Rüzgar Enerji Santralleri (RES)'nin atıkları olmadığını ve havaya karbon salınımında bulunmadığını hatırlatan Şallı, rüzgar enerjisinde kümülatif değerlendirme yapılamayacağını kaydetti.
"Yenilenebilir enerji kaynaklarından elektrik üretmesi zorunluluk"
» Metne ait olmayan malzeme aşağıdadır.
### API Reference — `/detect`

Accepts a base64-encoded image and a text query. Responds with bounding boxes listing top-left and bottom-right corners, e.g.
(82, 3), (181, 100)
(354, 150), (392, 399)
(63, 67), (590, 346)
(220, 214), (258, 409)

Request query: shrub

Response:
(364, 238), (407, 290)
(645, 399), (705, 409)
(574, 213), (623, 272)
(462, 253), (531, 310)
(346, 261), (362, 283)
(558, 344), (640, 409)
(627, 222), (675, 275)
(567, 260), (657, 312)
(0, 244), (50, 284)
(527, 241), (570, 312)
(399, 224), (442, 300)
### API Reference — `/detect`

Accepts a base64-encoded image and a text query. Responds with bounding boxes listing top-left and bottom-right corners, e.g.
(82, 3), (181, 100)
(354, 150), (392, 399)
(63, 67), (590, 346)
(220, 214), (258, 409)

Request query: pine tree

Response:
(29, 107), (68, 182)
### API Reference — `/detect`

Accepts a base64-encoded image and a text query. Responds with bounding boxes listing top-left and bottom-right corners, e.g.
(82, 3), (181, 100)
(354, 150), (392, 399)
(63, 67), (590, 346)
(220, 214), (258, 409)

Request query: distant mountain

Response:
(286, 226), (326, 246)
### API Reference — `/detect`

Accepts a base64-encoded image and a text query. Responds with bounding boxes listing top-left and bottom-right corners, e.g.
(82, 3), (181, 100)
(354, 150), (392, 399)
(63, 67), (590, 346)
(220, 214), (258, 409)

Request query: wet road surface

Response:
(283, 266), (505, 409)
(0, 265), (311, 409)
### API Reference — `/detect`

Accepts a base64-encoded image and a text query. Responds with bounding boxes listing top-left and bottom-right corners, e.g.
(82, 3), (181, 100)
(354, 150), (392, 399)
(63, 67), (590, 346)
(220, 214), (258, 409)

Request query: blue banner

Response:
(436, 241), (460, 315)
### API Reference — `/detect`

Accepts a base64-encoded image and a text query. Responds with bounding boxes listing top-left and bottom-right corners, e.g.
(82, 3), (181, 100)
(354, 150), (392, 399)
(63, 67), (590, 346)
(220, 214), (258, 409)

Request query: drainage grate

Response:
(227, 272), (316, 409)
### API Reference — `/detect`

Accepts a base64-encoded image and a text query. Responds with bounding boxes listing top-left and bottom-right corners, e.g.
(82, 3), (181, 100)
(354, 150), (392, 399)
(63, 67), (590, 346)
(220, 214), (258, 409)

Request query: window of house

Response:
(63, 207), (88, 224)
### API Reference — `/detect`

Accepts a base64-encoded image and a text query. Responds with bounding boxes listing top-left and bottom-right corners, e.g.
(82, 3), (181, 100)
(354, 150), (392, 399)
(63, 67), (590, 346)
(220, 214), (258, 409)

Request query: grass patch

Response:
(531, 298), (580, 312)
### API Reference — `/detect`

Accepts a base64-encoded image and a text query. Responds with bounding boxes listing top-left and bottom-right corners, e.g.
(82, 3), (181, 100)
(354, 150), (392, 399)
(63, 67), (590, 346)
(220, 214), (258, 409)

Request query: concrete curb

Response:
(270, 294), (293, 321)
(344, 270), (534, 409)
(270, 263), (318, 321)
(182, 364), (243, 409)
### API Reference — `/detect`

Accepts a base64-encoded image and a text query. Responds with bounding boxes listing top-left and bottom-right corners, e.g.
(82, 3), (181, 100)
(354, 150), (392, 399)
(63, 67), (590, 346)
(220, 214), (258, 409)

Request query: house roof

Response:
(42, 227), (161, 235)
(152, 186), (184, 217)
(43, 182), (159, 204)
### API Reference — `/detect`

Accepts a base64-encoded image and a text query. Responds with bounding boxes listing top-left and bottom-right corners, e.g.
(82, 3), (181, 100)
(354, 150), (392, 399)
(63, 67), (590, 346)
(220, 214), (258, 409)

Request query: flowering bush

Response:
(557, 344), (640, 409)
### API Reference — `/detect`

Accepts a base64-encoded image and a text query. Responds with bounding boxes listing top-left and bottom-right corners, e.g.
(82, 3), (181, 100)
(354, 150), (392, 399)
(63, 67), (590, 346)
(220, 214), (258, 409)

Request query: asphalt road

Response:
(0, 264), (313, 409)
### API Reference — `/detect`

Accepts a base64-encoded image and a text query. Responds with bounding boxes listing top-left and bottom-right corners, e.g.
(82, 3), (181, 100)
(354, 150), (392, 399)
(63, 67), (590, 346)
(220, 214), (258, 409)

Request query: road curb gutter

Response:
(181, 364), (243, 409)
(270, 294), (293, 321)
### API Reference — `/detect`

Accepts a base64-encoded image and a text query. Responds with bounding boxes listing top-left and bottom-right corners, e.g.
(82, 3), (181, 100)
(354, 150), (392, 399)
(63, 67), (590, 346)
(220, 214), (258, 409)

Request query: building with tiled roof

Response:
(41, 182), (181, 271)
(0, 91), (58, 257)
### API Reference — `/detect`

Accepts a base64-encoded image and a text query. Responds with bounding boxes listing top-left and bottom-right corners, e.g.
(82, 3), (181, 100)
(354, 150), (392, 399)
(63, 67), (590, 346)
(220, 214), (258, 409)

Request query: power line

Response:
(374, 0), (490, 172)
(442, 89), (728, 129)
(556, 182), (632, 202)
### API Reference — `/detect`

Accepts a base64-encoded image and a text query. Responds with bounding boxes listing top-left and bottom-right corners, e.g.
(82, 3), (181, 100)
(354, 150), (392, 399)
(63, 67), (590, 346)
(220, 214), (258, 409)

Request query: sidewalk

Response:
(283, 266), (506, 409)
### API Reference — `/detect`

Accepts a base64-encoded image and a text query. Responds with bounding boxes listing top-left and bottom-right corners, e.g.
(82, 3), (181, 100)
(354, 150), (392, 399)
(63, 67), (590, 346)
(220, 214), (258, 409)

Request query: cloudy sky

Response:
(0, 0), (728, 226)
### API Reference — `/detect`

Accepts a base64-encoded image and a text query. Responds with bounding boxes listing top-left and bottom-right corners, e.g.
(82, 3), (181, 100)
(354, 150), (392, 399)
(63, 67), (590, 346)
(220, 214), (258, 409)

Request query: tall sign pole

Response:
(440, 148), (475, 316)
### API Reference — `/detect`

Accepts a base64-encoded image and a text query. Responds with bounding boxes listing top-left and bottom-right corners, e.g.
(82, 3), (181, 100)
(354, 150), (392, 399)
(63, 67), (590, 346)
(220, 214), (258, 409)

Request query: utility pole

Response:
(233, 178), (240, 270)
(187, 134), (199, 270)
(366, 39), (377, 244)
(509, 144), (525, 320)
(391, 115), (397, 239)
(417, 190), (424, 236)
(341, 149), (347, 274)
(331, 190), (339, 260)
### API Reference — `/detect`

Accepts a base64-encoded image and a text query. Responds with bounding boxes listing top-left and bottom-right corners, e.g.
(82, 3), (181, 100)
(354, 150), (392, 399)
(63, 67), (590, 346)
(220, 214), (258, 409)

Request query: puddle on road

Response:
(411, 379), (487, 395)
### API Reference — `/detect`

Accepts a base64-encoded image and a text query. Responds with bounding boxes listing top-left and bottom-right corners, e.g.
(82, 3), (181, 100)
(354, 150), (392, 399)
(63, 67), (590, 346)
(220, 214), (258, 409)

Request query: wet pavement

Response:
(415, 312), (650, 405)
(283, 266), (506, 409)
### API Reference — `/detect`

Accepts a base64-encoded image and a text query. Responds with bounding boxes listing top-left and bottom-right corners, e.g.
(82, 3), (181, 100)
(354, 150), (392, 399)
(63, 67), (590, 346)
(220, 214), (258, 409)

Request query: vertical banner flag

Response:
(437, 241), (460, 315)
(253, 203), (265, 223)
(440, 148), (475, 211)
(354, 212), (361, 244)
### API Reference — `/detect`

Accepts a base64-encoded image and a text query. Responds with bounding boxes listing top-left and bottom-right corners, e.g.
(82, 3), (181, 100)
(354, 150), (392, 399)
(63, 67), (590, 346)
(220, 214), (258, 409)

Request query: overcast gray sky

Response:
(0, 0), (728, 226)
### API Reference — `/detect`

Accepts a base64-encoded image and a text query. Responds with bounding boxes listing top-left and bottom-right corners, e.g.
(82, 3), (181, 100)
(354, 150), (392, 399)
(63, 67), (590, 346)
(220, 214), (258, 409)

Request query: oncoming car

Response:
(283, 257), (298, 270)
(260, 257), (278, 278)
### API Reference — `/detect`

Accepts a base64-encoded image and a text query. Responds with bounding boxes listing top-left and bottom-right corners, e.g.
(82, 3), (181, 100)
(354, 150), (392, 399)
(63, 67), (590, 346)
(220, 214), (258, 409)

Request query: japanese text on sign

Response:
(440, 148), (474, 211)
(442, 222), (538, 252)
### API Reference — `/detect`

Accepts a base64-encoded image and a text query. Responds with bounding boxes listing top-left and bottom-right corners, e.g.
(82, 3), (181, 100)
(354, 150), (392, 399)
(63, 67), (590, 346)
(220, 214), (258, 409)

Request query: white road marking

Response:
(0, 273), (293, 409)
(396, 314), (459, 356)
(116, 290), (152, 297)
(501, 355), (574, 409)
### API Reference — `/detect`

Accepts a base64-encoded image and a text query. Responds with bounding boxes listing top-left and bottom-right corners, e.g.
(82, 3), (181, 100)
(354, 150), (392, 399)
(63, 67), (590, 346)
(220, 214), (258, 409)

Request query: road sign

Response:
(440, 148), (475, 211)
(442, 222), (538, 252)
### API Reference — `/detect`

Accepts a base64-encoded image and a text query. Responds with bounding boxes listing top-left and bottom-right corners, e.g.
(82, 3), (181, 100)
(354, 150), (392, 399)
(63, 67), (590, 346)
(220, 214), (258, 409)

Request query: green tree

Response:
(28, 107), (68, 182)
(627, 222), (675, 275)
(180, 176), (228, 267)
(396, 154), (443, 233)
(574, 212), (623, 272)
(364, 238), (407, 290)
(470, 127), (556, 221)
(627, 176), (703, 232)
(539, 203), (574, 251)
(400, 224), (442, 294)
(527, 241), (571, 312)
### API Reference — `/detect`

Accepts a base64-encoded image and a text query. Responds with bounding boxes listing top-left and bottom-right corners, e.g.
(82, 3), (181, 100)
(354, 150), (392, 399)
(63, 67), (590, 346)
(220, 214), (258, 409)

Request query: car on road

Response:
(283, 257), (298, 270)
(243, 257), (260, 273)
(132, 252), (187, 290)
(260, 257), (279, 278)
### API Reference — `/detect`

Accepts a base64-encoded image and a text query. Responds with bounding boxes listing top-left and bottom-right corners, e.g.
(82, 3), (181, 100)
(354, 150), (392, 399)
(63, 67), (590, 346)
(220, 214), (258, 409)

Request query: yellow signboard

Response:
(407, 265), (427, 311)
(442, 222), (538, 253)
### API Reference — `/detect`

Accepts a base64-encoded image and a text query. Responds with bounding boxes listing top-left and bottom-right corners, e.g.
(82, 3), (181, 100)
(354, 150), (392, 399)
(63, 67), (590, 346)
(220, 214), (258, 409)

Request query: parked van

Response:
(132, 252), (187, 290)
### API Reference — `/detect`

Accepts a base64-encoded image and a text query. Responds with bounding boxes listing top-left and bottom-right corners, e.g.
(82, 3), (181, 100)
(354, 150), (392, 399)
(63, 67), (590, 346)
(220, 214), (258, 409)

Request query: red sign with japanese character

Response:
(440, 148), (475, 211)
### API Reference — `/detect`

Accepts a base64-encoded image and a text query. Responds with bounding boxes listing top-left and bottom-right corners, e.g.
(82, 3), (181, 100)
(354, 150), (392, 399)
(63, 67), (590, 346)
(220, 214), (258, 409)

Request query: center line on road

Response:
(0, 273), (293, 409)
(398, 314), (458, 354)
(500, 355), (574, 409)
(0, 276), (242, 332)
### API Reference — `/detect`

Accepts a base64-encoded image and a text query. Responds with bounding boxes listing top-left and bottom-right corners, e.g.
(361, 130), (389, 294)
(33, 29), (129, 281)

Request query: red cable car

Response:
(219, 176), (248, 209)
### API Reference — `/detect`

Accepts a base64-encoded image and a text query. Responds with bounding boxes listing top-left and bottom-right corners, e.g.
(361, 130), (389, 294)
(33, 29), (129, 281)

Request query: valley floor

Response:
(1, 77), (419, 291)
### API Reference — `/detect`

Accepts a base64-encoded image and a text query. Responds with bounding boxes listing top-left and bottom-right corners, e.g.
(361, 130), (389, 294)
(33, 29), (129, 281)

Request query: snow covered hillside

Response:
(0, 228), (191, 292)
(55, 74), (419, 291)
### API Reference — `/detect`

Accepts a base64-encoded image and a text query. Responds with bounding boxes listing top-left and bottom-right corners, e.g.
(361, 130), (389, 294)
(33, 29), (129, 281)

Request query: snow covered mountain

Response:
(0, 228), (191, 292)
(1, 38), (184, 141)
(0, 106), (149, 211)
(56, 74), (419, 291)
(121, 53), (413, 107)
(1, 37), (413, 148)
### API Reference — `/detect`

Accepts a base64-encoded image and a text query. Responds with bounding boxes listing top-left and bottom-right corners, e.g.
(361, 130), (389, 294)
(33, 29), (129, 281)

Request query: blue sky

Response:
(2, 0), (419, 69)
Rüzgar enerji türbinlerinin suyun kirlenmesine neden olmadığını veya su tüketmediğinin altını çizen Tolga Şallı, neden kümülatif değerlendirme yapılamayacağını şu sözlerle açıkladı:
“Rüzgar enerji santraline tahsis edilen hazineye ait arazide; türbinlerin, kadastral yol yok ise açılan yolun ve şalt merkezinin kapladığı alan tahsis edilen alanın yüzde 2-3 oranındadır. Geri kalan alan olduğu gibi varlığını devam edecek olup ilgili firmanın üretim lisansı süresi bitinceye kadar (49 yıl) insan eli değmeden, bir çivi dahi çakılmadan doğayı korumuş olacak. Her bir projenin olumlu ve olumsuz etkileri ÇED sürecinde değerlendirilir. Olumsuz yöndeki etkilerin önlenmesi veya en aza indirilmesi için gerekli çalışmalar yapılır. Ayrıca mevzuatımızda kümülatif etki değerlendirmesi yapılması gerektiğiyle ilgili bir hüküm bulunmamaktadır. Her birinin çevreyle olan etkileşimi farklıdır. Rüzgar enerjisi yatırımlarında 50 - 60 kurum ve kuruluştan izin, onay ve görüş alınır. Bu karar ile RES'lerin bulundukları bölgeye olumsuz bir etkisinin olmadığı bir kez daha kanıtlanmıştır. Atığının olmaması, karbon salmaması, su tüketmemesi veya suyu kullanmaması diğer enerji üretim sistemlerinden farklarını ortaya koymaktadır. Tüm dünya ülkeleri kendi kaynaklarından elektrik üretmeye çalışırken ülkemizin de yerli ve yenilenebilir enerji kaynaklarından elektrik üretmesi artık bir zorunluluktur."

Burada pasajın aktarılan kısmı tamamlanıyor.